Unsere 222. Ausgabe ist seit dieser Woche im Handel. Und was könnte besser zu dieser Schnapszahl passen als eine von Torsten Mattuschka erzählte Schnapsgeschichte? In der es um einen besonderen Mannschaftsabend von Union geht? Und um Jägermeister? Eben!
In der aktuellen Ausgabe 11FREUNDE #222 erzählen uns Spieler, Trainer und Funktionäre von den Momenten ihrer Karriere, die ihnen die besondere Kraft des Fußballs zeigten. Hier erzählt Torsten Mattuschka von einem Mannschaftsabend auf der Spree. An den er und besonders seine Teamkollegen besonders gerne zurückdenken.
Denke ich an meine schönsten Momente im Fußball, dann denke ich an all die Aufstiege mit Union, an meine Anfänge in der siebten Liga, als ich 100 Kilo wog und nebenher auf dem Bau ackern musste, an mein Derby-Tor im Olympiastadion vor 76.000 Zuschauern – und an einen legendären Mannschaftsabend vor der Saison 2013/2014. Besser gesagt: an einen wunderbaren Rausch und ein ausgedehntes Nickerchen auf der Spree.
Seit 2006 mieteten wir mit der Mannschaft vor jeder Saison ein Schiff, um damit einmal quer durch Berlin zu schippern und die Sau raus zu lassen. Wir kannten den Vermieter Eddy, ein leider viel zu früh verstorbener Union-Fan, er fuhr uns vorbei am Kanzleramt, dem Berliner Dom und anderen Sehenswürdigkeiten, einmal die Spree entlang. Und er machte uns immer super Preise. Essen, Trinken, DJ, Kellner: alles vom Feinsten. Vor allem die Neuzugänge waren trotzdem Jahr für Jahr skeptisch: Fünf Stunden auf dem Ding? Nur Typen? Ganz schön lange. Und am Ende der Fahrt wollte niemand mehr aussteigen. Diese Abende waren wichtig fürs Team, wir lachten uns noch Monate später den Arsch ab über bestimmte Szenen und Sprüche. Klar, als Profi kann man sich nicht jedes Wochenende wegballern, aber ein- oder zweimal im Jahr braucht auch eine Fußballmannschaft diese Feten. Man lernt sich richtig kennen, man schafft Erinnerungen. Das schweißt zusammen.
2013 hatten wir eine besonders wilde Truppe zusammen. Ich saß unten im Schiffsbauch mit Fabian Schönheim und den Neuzugängen Mario Eggimann, Sören Brandy und Martin Dausch.
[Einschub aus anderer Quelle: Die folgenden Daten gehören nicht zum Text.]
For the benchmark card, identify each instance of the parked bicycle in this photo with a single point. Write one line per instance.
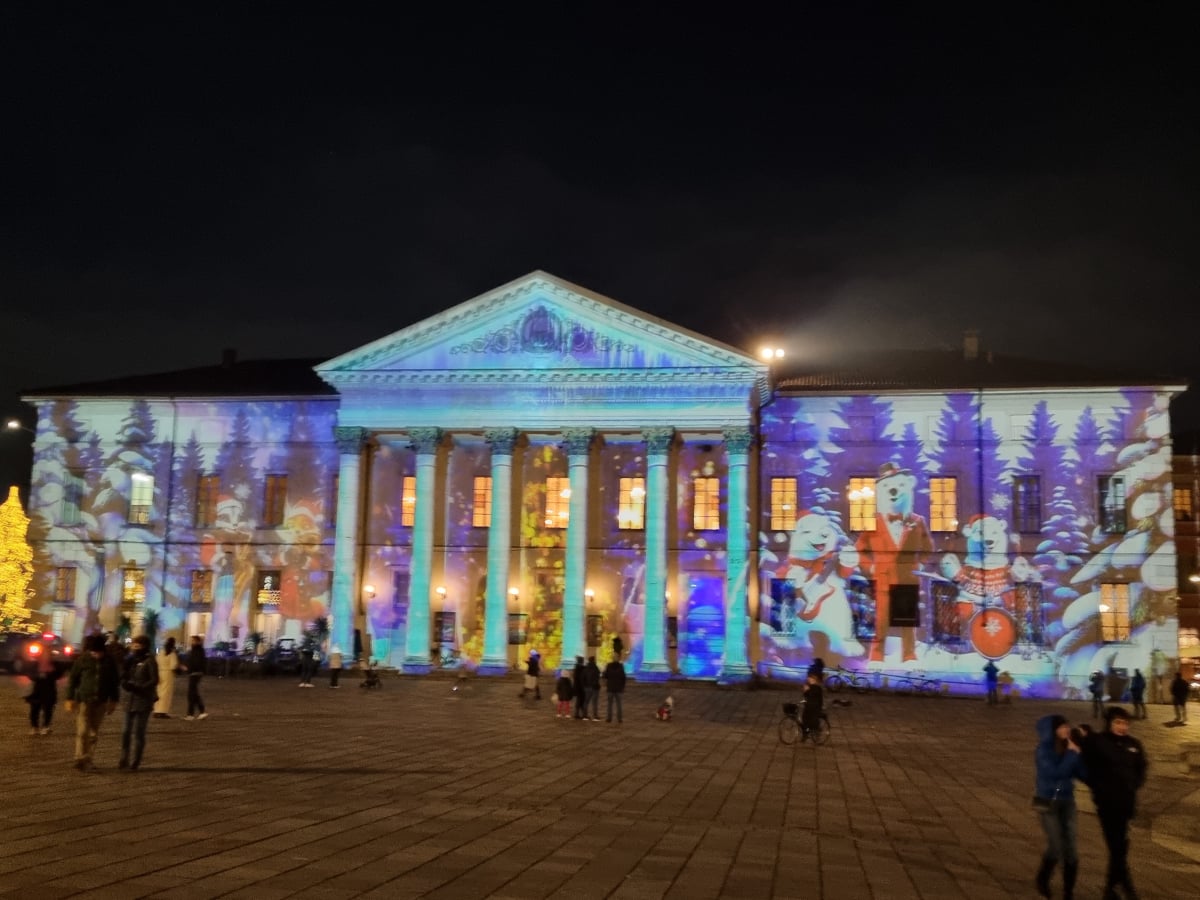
(790, 727)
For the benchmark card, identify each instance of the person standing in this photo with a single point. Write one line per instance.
(197, 664)
(1116, 769)
(1138, 694)
(335, 665)
(615, 678)
(1057, 763)
(168, 661)
(93, 691)
(991, 676)
(141, 683)
(1180, 699)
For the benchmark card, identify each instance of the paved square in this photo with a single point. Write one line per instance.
(420, 791)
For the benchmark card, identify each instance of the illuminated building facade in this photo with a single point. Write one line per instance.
(544, 468)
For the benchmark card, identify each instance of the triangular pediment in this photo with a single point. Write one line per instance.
(537, 323)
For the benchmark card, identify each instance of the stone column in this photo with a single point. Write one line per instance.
(418, 636)
(579, 445)
(658, 508)
(499, 547)
(345, 592)
(736, 666)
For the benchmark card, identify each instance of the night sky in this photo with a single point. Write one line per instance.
(197, 177)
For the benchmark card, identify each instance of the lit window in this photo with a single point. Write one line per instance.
(1111, 507)
(408, 502)
(207, 490)
(481, 503)
(558, 502)
(1114, 612)
(64, 585)
(861, 493)
(133, 586)
(1027, 504)
(631, 504)
(141, 498)
(706, 514)
(783, 504)
(943, 504)
(275, 496)
(202, 587)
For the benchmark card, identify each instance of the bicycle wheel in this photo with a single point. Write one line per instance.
(823, 730)
(789, 730)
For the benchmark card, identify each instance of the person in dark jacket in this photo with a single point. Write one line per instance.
(1057, 763)
(197, 665)
(141, 684)
(1116, 769)
(93, 689)
(615, 678)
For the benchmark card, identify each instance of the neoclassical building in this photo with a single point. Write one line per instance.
(545, 468)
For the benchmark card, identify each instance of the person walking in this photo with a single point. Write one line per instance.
(1057, 763)
(1138, 694)
(615, 678)
(167, 661)
(991, 676)
(197, 665)
(335, 665)
(93, 691)
(1115, 763)
(592, 684)
(1180, 699)
(141, 684)
(43, 694)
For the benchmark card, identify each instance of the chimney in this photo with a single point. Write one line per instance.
(971, 345)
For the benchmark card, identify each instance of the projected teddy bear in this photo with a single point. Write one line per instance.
(894, 552)
(819, 562)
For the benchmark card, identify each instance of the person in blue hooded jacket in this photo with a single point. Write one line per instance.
(1059, 763)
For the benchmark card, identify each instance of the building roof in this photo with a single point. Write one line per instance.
(232, 378)
(949, 370)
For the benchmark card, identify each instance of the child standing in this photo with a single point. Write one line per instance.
(563, 694)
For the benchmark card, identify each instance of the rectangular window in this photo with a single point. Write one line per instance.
(72, 498)
(207, 490)
(558, 502)
(943, 504)
(141, 498)
(275, 496)
(706, 511)
(1114, 612)
(481, 503)
(408, 502)
(631, 504)
(1183, 509)
(64, 585)
(133, 586)
(1027, 504)
(861, 493)
(202, 587)
(1110, 490)
(783, 504)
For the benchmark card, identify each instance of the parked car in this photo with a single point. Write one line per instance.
(19, 653)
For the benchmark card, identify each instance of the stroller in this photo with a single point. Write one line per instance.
(371, 679)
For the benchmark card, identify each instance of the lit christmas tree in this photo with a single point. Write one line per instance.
(16, 563)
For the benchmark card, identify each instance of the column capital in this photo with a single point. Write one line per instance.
(349, 439)
(502, 441)
(425, 441)
(579, 441)
(658, 438)
(738, 438)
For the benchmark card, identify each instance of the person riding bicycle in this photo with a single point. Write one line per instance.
(814, 705)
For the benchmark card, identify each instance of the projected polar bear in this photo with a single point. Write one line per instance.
(820, 559)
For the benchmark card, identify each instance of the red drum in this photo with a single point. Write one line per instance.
(993, 633)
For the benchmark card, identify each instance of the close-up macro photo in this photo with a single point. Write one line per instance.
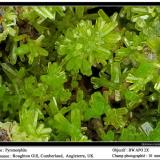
(79, 73)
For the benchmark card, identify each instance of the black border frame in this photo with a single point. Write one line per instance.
(93, 143)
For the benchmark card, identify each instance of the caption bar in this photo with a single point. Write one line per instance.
(77, 153)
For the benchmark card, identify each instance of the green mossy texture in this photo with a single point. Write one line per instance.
(80, 73)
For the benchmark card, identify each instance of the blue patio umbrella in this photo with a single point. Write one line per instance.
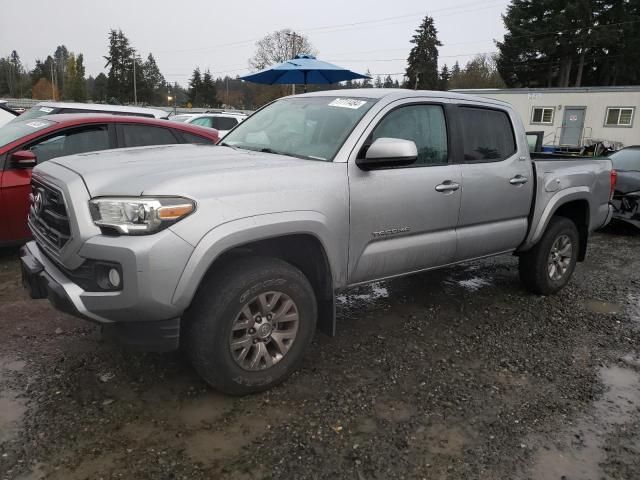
(303, 69)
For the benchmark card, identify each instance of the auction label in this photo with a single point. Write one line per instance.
(347, 103)
(36, 124)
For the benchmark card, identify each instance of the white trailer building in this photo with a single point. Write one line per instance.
(574, 117)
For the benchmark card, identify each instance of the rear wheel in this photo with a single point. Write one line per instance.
(547, 267)
(249, 324)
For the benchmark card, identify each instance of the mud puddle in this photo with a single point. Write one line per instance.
(580, 452)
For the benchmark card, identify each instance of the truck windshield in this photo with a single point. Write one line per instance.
(305, 127)
(14, 130)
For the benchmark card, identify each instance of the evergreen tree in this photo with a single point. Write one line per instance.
(151, 89)
(99, 93)
(60, 61)
(366, 82)
(573, 43)
(195, 88)
(422, 72)
(120, 63)
(209, 94)
(444, 78)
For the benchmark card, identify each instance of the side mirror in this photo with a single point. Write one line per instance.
(389, 152)
(24, 159)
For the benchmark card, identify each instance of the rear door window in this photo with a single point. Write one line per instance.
(191, 138)
(143, 135)
(203, 122)
(71, 142)
(487, 134)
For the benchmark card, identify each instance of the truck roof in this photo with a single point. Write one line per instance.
(398, 93)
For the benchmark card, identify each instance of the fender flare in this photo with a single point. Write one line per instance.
(246, 230)
(542, 220)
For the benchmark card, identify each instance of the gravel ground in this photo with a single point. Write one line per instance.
(456, 374)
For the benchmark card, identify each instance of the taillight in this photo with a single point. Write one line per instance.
(614, 180)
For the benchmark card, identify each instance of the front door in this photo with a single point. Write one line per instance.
(498, 183)
(399, 222)
(572, 126)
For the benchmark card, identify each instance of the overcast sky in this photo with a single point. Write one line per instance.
(221, 36)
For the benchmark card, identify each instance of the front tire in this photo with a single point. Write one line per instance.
(547, 267)
(250, 324)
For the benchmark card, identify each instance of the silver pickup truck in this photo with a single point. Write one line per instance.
(236, 251)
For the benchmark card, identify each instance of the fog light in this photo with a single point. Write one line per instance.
(108, 276)
(114, 277)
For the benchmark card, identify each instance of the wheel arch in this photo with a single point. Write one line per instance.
(572, 203)
(302, 242)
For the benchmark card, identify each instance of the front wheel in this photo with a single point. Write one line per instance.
(547, 267)
(249, 324)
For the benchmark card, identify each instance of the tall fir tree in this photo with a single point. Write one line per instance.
(422, 70)
(195, 88)
(209, 93)
(444, 78)
(120, 63)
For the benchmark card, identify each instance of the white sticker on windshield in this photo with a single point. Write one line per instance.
(36, 124)
(347, 103)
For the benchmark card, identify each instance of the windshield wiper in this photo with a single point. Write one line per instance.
(270, 150)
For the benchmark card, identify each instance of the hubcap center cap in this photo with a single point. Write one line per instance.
(264, 330)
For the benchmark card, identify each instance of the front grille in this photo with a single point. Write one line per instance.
(48, 218)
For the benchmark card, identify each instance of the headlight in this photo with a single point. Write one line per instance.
(139, 215)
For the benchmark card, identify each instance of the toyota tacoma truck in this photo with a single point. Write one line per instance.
(236, 251)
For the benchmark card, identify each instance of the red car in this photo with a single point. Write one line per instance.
(23, 144)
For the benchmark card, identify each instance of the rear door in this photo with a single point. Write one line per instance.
(399, 222)
(498, 184)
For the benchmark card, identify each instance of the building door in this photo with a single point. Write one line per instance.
(572, 126)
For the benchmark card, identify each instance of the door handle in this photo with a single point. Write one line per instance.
(518, 180)
(447, 186)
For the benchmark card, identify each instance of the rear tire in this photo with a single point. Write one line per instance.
(250, 324)
(547, 267)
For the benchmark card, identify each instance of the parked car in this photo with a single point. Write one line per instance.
(182, 117)
(52, 108)
(626, 198)
(237, 251)
(6, 114)
(29, 141)
(223, 121)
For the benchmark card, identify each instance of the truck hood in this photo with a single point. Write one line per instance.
(172, 169)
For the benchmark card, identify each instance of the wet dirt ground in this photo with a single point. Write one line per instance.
(456, 374)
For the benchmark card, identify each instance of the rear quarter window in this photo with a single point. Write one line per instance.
(143, 135)
(487, 134)
(223, 123)
(191, 138)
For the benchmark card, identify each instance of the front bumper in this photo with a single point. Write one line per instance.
(141, 315)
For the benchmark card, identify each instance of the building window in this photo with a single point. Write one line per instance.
(542, 115)
(619, 117)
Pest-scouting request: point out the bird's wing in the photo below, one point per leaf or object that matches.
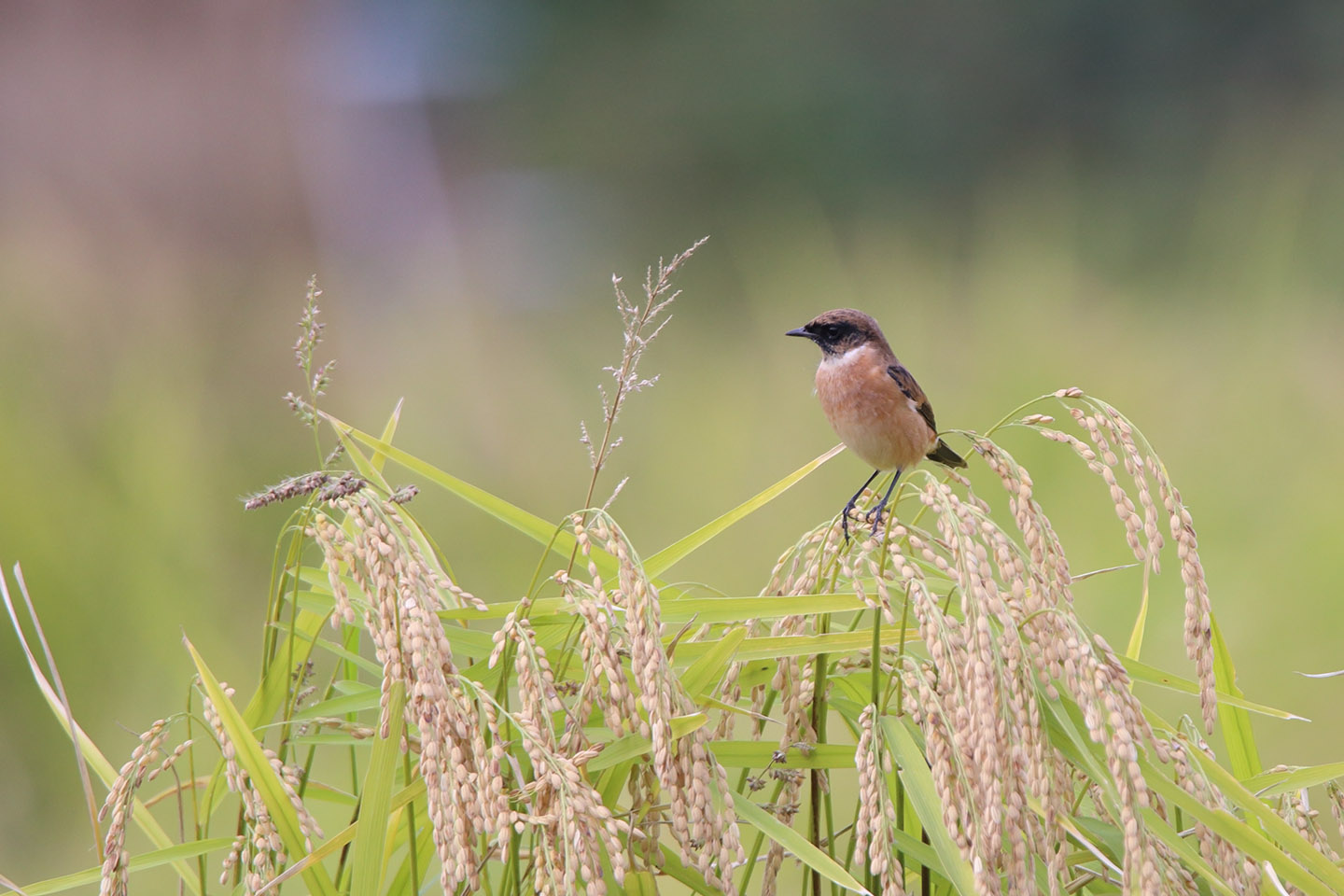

Und habe mir gesagt: „Tusche, die neuen Jungs machste jetzt mal schön voll.“ Ich fing also an, doppelte Jägermeister-Shots zu bestellen, das volle Programm, 4 cl. Ich kannte diese Art Besäufnisse ja von meiner Jugend auf dem Dorf, vom Amateurfußball, vom Bau, und ich dachte mir dementsprechend: Von den Profis, da kann mir sowieso keiner was. Ich bestellte munter Runde um Runde. Die Jungs schüttelten sich vor Ekel – und bestellten zu meiner Überraschung zwischendurch auch immer wieder auf eigene Faust. „Na kommt schon, ihr Mickey-Mäuse“, dachte ich, „bestellt ihr nur!“ Ich kachelte die Dinger weg. Wir tranken einen, zwei, drei, acht, zehn, zwölf Kurze. Irgendwann musste ich anerkennen: Alter, die Burschen halten aber gut durch.
„Na kommt schon, ihr Mickey-Mäuse“
Nach etwa einer Stunde ging ich kurz nach oben an Deck, etwas Luft schnappen. Was mir im Nachhinein zum Verhängnis wurde. Denn es ist ja so: Wenn man einen genascht hat und vom Warmen ins Kalte geht oder umgekehrt, dann schlägt der Hammer zu. Dann guckst du plötzlich wie ein Monchhichi. Dann wirkt der Alkohol erst richtig. Genau so war es bei mit in dem Moment, ich war fix und alle, ich brauchte eine Pause. Aber zum Glück gab es ja die Schiffstoilette! Ich torkelte also in die kleine Kabine, setzte mich hin – und pennte einfach ein. War wichtig.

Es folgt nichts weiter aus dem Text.